Following his tour of Charlie Company's position, Colonel Clemons asked Cameron to report on what had happened the night before. Cameron told his brigade commander that Charlie Company had taken a short round. The shell had exploded in a tree directly above the 1st Platoon. “Two men were killed and six wounded,” Cameron said and explained the sort of wounds received. Colonel Clemons next asked the forward observer, Lieutenant Rocamora a few questions, then announced he had seen what he had come to see. Schwarzkopf, Clemons and Kuprin climbed back into their helicopter and left.

The artillery investigators landed next. They surveyed Charlie Company's position, measured the trees, searched for pieces of shrapnel, asked a lot of questions and took a lot of notes.

The men of Charlie Company watched the investigators warily. When one of the artillerymen asked, “Are you sure it wasn't the VC shooting at you? That it wasn't a VC mortar?” a man in Charlie Company answered, “It wasn't no mortar.”

“Are you
sure?

“You fuckin' well know what it was!” the enlisted man answered. “You know goddamn well who fired it and where it hit!”

“All right, take it easy,” the man's platoon leader said. “They're only trying to do their job.”

“We have to look at all the possibilities,” the investigating officer explained. “Maybe it wasn't an error. It might have been the enemy.”

Everyone in Charlie Company knew it had been their own gun.

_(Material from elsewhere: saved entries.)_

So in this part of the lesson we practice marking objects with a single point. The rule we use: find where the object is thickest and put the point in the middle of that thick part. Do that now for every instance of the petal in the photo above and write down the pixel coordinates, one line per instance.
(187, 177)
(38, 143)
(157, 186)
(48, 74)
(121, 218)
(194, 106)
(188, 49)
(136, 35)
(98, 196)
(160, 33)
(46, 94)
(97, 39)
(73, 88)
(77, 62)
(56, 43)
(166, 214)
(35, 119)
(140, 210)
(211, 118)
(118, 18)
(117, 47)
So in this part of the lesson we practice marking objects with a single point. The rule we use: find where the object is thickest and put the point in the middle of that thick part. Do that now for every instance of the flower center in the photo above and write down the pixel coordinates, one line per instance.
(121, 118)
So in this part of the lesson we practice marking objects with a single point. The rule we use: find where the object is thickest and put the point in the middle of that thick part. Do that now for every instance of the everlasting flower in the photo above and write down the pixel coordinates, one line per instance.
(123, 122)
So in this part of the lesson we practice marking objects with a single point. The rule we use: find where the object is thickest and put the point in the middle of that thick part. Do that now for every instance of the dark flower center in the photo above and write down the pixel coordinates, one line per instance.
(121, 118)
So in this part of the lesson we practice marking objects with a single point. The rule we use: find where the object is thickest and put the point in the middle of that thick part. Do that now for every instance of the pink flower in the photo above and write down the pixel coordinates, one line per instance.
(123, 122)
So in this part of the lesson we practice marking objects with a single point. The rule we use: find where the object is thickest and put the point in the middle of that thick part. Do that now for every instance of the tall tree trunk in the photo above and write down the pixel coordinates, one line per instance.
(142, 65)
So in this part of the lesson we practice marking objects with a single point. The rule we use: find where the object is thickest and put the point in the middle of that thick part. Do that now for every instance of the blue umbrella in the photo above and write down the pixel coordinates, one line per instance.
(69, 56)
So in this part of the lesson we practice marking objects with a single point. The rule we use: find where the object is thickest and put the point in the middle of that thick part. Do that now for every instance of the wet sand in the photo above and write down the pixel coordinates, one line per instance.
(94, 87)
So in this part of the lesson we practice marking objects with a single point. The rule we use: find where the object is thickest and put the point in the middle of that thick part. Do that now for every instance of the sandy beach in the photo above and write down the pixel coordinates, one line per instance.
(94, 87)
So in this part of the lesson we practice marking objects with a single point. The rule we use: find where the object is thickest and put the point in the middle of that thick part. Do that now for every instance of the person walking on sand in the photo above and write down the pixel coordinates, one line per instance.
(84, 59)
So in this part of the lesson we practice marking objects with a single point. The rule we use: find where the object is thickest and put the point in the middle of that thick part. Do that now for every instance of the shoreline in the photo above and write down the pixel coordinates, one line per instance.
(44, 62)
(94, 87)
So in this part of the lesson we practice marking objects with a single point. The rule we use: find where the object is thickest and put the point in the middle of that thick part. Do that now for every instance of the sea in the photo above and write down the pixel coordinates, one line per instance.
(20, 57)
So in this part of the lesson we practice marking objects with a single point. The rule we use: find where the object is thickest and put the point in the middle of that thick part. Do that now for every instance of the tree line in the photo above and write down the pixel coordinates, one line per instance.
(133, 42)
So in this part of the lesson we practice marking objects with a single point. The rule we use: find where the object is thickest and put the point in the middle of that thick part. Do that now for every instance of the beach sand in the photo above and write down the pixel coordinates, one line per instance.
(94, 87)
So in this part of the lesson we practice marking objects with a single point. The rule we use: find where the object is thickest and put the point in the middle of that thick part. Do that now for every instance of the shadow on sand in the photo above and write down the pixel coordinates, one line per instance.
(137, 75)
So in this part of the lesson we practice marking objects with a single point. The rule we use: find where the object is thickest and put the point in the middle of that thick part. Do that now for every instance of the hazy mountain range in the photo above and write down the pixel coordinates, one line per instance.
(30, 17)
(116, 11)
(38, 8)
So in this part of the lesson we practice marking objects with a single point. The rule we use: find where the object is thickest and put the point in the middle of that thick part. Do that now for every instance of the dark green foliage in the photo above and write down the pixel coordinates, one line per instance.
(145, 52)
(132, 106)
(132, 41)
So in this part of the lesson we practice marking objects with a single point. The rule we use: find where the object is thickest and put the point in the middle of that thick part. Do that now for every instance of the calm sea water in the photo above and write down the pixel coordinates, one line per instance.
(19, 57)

That same morning, in the middle of the operation on his leg, Samuels awoke from the anesthetic and asked, “Is it off yet?”

He was put back to sleep.

On February 20, two days after the shell had hit, Samuels awoke to discover Lieutenant Colonel Schwarzkopf standing beside his bed. Schwarzkopf explained he had been able to put a telephone call through to Samuels' mother in Caldwell, New Jersey, and he would be able to speak with her soon. Thirty minutes later Samuels was on the phone with his mother. He told her that he was all right and that he was going to Japan. He did not tell her his leg had been amputated. She later received a telegram from the Army to that effect.

On February 23 Charlie Company was walking back out of the mountains toward their bunker line. No trace had been found of any North Vietnamese rocket battalion command, nor had Charlie Company made any contact with the enemy. Their secondary mission was now to search out rocket caches. Late that morning the men were hot and tired and were given a chance to bathe, cool off and rest at a stream. When they started to move out again, Willard Polk slipped and accidently discharged his M-79 grenade launcher. There was a hollow
toop!
as the round was fired. “GRENADE!” Cameron shouted, and the men hit the ground. Fortunately the grenade exploded out of range, but a sergeant in the mortar platoon dislocated his shoulder diving for cover and had to be med-evac'd out.